Lose more, Learn more!
From a very young age I was determined to be the best at everything I did. Whether it was baseball, basketball, math races at the board in elementary, spelling, or races in gym class. I HATED losing! My love of winning peaked in high school when our football team went 10-0. The town rolled out the red carpet for us and gave us a parade on fire trucks. Only to pull that carpet out from under us next week when we got blown out in our playoff game. It was the dose of humility we all needed, but we were still tpo young and infatuated with ourselves to comprehend. We didn’t have time to let the loss soak in because basketball practice started next week. I would like to think my story is not unique. I also grew up in a very small town before Facebook and Twitter were on everyone’s home screen. It feels that the self obsession and “I must win mentality” is only getting worse. But I think we can do something about it! It might sound silly but we have to learn to lose.
Which brings me to CrossFit; the sport whose tagline is “the world’s fittest”. I’m no mathematician, but that’s a small percentage of people. If you don’t believe, me the 2017 CrossFit open started with over 400,000 people and whittled down to just one male and one female as champions. In CrossFit we constantly encourage competition as a throughline in what we do day to day. Also in last year’s open a man decided to cheat by editing his video submissions of the workouts to give him the best score. It was only found out because a bird flew on a small portion of the screen. This would absolutely epitomize a bad loser. How does someone get to that point as a full grown adult and consciously say I must win no matter what?
I’ll try to tell you how. I would venture to say the guy has never lost or learned how to lose. You see this article isn’t about losing on purpose. It’s about coming to terms with the fact that sometimes your best effort isn’t going to take first place. That’s what is called HUMILITY, and my CrossFit friends we need to operate from this place. No matter what you are doing in your life currently, if you’re just winning everyday awesome – but there will come a time when you lose and it will probably be big. What you do after that moment just might define who you are, and on a deeper level it will define who you will be. Don’t fall into the trap of always having to be first because I assure you it’s a never ending cycle. The type of cycle that keeps you in your comfort zone of only doing the things you’re good at and looking down on the less athletic or intellectually inclined.

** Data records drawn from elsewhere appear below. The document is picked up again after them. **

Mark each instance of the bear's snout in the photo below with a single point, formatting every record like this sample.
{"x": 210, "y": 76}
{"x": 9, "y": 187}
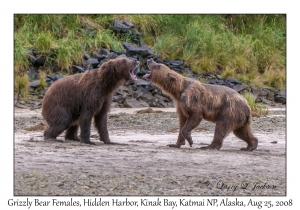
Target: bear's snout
{"x": 150, "y": 60}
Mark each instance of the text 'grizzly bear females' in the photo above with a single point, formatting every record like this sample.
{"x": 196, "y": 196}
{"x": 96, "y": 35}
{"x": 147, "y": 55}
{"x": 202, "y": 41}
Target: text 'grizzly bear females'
{"x": 197, "y": 101}
{"x": 74, "y": 100}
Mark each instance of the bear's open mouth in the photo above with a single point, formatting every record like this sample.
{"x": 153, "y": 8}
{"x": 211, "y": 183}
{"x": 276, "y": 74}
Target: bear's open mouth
{"x": 134, "y": 71}
{"x": 147, "y": 75}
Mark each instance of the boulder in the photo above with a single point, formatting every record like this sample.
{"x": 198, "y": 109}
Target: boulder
{"x": 39, "y": 61}
{"x": 238, "y": 88}
{"x": 122, "y": 26}
{"x": 280, "y": 99}
{"x": 77, "y": 69}
{"x": 144, "y": 51}
{"x": 34, "y": 84}
{"x": 134, "y": 103}
{"x": 141, "y": 82}
{"x": 32, "y": 73}
{"x": 234, "y": 81}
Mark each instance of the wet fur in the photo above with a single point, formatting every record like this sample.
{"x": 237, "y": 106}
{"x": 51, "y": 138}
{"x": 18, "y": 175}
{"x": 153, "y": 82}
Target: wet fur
{"x": 73, "y": 101}
{"x": 196, "y": 101}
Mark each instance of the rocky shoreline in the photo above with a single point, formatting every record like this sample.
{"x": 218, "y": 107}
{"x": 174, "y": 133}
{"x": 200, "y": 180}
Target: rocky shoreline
{"x": 140, "y": 93}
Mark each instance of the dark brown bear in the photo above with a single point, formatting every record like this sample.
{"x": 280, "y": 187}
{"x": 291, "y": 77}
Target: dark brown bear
{"x": 74, "y": 100}
{"x": 197, "y": 101}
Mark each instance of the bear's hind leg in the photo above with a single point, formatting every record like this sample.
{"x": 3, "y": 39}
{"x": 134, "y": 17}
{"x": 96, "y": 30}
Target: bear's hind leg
{"x": 245, "y": 133}
{"x": 191, "y": 123}
{"x": 180, "y": 139}
{"x": 221, "y": 131}
{"x": 57, "y": 125}
{"x": 71, "y": 133}
{"x": 84, "y": 122}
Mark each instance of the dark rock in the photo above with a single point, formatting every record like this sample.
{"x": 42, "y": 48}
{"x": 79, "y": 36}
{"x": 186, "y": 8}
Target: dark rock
{"x": 122, "y": 56}
{"x": 258, "y": 100}
{"x": 136, "y": 70}
{"x": 117, "y": 52}
{"x": 133, "y": 103}
{"x": 162, "y": 104}
{"x": 142, "y": 90}
{"x": 100, "y": 57}
{"x": 219, "y": 77}
{"x": 32, "y": 73}
{"x": 280, "y": 99}
{"x": 208, "y": 76}
{"x": 143, "y": 93}
{"x": 270, "y": 96}
{"x": 268, "y": 102}
{"x": 122, "y": 26}
{"x": 86, "y": 55}
{"x": 111, "y": 55}
{"x": 93, "y": 61}
{"x": 54, "y": 67}
{"x": 54, "y": 77}
{"x": 88, "y": 67}
{"x": 221, "y": 82}
{"x": 212, "y": 81}
{"x": 176, "y": 62}
{"x": 234, "y": 81}
{"x": 160, "y": 97}
{"x": 133, "y": 50}
{"x": 124, "y": 89}
{"x": 282, "y": 93}
{"x": 153, "y": 102}
{"x": 130, "y": 82}
{"x": 238, "y": 88}
{"x": 39, "y": 62}
{"x": 78, "y": 69}
{"x": 34, "y": 84}
{"x": 228, "y": 84}
{"x": 118, "y": 93}
{"x": 142, "y": 73}
{"x": 31, "y": 59}
{"x": 104, "y": 52}
{"x": 130, "y": 90}
{"x": 142, "y": 82}
{"x": 119, "y": 99}
{"x": 21, "y": 106}
{"x": 150, "y": 87}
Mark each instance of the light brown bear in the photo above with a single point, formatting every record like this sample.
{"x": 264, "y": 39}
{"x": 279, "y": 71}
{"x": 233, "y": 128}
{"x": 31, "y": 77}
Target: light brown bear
{"x": 74, "y": 100}
{"x": 196, "y": 101}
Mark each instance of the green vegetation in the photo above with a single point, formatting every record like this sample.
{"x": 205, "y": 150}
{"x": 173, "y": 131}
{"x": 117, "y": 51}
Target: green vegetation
{"x": 257, "y": 109}
{"x": 249, "y": 47}
{"x": 22, "y": 85}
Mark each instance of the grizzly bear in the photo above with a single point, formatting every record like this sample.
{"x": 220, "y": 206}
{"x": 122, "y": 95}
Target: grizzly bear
{"x": 74, "y": 100}
{"x": 196, "y": 101}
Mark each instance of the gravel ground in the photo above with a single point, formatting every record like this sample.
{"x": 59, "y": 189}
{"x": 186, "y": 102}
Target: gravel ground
{"x": 143, "y": 165}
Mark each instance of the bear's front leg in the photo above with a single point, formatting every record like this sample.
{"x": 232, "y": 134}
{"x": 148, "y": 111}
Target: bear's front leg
{"x": 191, "y": 123}
{"x": 84, "y": 122}
{"x": 101, "y": 124}
{"x": 180, "y": 139}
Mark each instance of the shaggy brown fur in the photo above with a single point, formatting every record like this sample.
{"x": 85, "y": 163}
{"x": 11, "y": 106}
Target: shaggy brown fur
{"x": 74, "y": 100}
{"x": 197, "y": 101}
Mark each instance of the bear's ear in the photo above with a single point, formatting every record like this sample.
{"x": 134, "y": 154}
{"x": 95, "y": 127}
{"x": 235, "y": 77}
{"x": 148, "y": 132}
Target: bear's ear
{"x": 172, "y": 77}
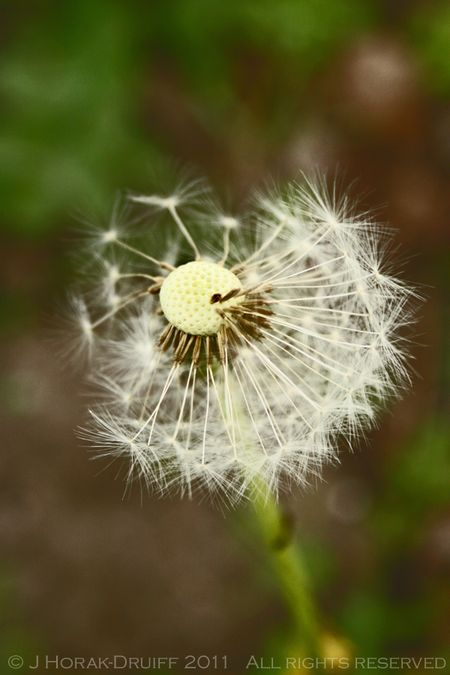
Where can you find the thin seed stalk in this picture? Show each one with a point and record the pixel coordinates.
(288, 565)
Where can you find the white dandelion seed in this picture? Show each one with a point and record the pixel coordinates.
(247, 366)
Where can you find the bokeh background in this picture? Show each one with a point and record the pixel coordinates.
(100, 95)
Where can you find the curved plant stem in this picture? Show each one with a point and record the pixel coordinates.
(288, 565)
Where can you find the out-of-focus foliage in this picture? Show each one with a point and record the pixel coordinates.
(430, 28)
(73, 76)
(69, 135)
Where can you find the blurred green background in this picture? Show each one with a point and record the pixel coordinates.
(98, 96)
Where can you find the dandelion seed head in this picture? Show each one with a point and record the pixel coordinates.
(192, 297)
(109, 236)
(230, 369)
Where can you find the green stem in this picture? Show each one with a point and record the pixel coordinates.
(287, 563)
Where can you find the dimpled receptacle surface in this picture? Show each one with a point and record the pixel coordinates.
(186, 296)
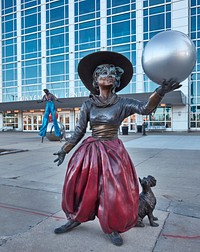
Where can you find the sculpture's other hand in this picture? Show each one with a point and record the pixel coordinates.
(168, 86)
(61, 156)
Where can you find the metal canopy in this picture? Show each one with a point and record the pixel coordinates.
(175, 98)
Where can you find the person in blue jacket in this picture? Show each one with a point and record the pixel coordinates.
(50, 108)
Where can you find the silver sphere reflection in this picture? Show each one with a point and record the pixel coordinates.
(169, 55)
(50, 133)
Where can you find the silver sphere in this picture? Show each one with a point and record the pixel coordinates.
(169, 55)
(50, 133)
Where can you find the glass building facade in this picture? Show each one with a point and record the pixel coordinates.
(42, 42)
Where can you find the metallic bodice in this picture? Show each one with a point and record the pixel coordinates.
(104, 132)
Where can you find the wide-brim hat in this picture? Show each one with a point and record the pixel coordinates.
(88, 64)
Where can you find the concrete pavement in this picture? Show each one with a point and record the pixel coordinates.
(31, 186)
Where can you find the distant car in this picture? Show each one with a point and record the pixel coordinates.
(7, 128)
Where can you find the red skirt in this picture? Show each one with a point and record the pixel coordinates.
(101, 181)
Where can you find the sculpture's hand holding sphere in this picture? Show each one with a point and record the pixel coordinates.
(169, 55)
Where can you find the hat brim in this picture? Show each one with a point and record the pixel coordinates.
(88, 64)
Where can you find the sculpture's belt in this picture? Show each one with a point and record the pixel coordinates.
(104, 132)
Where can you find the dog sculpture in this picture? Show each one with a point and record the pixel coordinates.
(147, 202)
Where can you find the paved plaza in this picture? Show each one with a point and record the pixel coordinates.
(31, 186)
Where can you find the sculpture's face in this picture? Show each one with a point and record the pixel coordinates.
(107, 75)
(105, 71)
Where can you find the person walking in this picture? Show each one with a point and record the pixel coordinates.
(50, 108)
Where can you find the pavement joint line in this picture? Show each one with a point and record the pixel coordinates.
(181, 236)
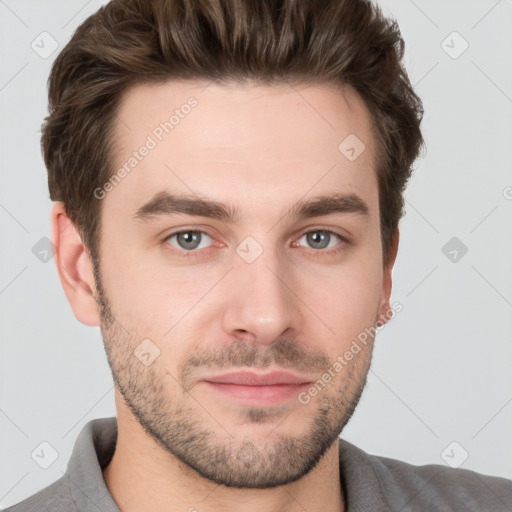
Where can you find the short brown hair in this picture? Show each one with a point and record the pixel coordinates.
(128, 42)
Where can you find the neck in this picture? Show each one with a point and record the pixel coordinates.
(143, 477)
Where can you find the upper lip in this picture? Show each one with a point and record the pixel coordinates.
(258, 379)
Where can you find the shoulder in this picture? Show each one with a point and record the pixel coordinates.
(409, 487)
(54, 498)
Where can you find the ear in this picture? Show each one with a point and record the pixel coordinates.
(74, 266)
(385, 310)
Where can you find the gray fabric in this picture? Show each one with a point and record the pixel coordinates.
(371, 483)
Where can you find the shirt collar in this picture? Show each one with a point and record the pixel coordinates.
(95, 447)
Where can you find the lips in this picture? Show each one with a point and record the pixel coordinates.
(257, 379)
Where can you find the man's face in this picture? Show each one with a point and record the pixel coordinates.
(265, 290)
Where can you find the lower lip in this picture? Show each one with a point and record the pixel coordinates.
(258, 395)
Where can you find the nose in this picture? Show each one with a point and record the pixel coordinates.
(261, 304)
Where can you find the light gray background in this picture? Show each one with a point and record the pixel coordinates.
(441, 369)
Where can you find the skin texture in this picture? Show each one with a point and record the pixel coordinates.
(297, 306)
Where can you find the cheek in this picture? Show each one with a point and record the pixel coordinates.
(347, 299)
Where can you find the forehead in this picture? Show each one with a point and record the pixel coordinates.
(250, 142)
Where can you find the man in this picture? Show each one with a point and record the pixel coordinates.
(228, 178)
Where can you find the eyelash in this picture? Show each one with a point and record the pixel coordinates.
(317, 252)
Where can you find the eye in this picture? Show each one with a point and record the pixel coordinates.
(321, 239)
(189, 240)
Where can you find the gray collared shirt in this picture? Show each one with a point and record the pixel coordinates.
(370, 482)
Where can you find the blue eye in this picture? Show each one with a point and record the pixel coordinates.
(188, 240)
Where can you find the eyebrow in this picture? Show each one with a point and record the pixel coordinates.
(164, 204)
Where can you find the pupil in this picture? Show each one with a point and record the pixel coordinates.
(189, 238)
(318, 237)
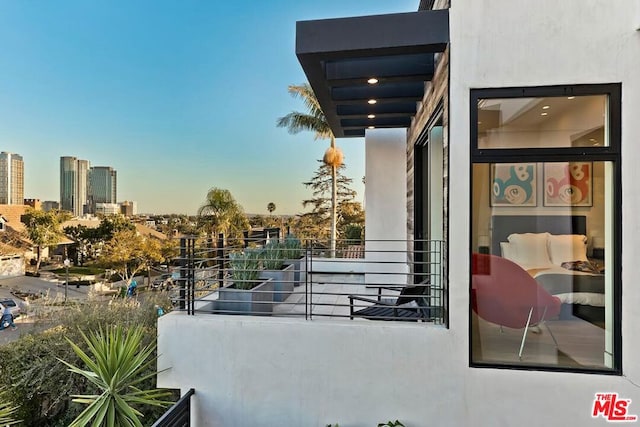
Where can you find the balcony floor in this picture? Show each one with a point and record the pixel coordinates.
(327, 296)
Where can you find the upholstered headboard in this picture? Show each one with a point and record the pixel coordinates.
(504, 225)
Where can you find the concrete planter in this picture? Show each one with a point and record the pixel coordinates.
(299, 270)
(283, 281)
(257, 301)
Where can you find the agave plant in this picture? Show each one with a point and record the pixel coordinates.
(7, 409)
(245, 268)
(272, 256)
(291, 247)
(117, 366)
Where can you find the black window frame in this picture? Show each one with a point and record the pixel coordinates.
(610, 153)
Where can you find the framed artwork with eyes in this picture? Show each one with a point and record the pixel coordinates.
(568, 184)
(513, 184)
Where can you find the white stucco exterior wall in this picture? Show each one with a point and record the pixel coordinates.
(386, 201)
(505, 43)
(252, 371)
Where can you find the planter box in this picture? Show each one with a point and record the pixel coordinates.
(299, 270)
(283, 281)
(257, 301)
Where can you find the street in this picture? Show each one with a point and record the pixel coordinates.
(44, 286)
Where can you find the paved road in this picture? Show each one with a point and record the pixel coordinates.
(36, 285)
(51, 287)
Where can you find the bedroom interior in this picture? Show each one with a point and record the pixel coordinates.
(552, 217)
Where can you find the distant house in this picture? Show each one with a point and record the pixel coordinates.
(508, 130)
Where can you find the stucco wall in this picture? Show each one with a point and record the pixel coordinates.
(502, 43)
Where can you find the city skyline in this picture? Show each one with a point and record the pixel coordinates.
(179, 98)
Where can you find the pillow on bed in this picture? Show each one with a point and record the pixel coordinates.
(567, 247)
(530, 249)
(507, 251)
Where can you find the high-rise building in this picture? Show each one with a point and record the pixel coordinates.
(129, 208)
(74, 175)
(11, 179)
(102, 186)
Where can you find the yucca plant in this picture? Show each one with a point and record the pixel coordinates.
(7, 409)
(245, 268)
(117, 365)
(291, 247)
(272, 256)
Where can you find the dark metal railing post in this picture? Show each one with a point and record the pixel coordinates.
(220, 259)
(308, 296)
(183, 272)
(191, 243)
(179, 415)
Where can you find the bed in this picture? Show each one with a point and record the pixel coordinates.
(553, 249)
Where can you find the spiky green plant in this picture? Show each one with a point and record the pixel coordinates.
(7, 409)
(245, 268)
(117, 366)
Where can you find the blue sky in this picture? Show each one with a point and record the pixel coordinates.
(177, 96)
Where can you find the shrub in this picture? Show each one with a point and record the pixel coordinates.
(41, 385)
(245, 268)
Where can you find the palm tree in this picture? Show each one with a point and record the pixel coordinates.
(315, 120)
(220, 213)
(271, 207)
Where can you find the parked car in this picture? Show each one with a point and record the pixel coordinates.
(13, 306)
(164, 281)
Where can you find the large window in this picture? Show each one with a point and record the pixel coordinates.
(546, 228)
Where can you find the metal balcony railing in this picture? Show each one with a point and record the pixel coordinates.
(179, 415)
(370, 280)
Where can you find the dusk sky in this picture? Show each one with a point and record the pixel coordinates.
(177, 96)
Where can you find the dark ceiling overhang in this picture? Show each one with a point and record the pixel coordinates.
(340, 55)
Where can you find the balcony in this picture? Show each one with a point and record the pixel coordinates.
(378, 280)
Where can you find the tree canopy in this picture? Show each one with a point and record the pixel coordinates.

Competition should not be viewed as a bad thing, and in fact I believe it is a great thing. Especially if you place realistic expectations on yourself and don’t obsess over how other people view your performance. At the end of the day, did you do your best? If the answer is yes, then what’s the problem? Sp, you didn’t get first place out of 400,000 people, and you’ve only been doing it for 6 months. But you hit two PR’s and shaved 2 minutes off a workout! Take pride in the little victories and stop falling for the world’s tricks. Humility is a special talent that is impossible to master. But I would encourage you to start by losing and not on purpose. When it happens, internalize it and ask yourself did I do my best? Whatever your answer is you should be able to LEARN something from that event. The CrossFit open is a great lesson every year, and it’s an awesome opportunity to humble yourself. In 2011, I used to think I was going to the CrossFit Games, now in 2018, I just want to finish all the workouts. I’m absolutely going to try my hardest and push myself. But my place in the open doesn’t define who I am as a person. It also should define people’s view of me. Life is about perspective, and it’s hard to pinpoint when that humility epiphany will happen, but who knows maybe it will be this year for you.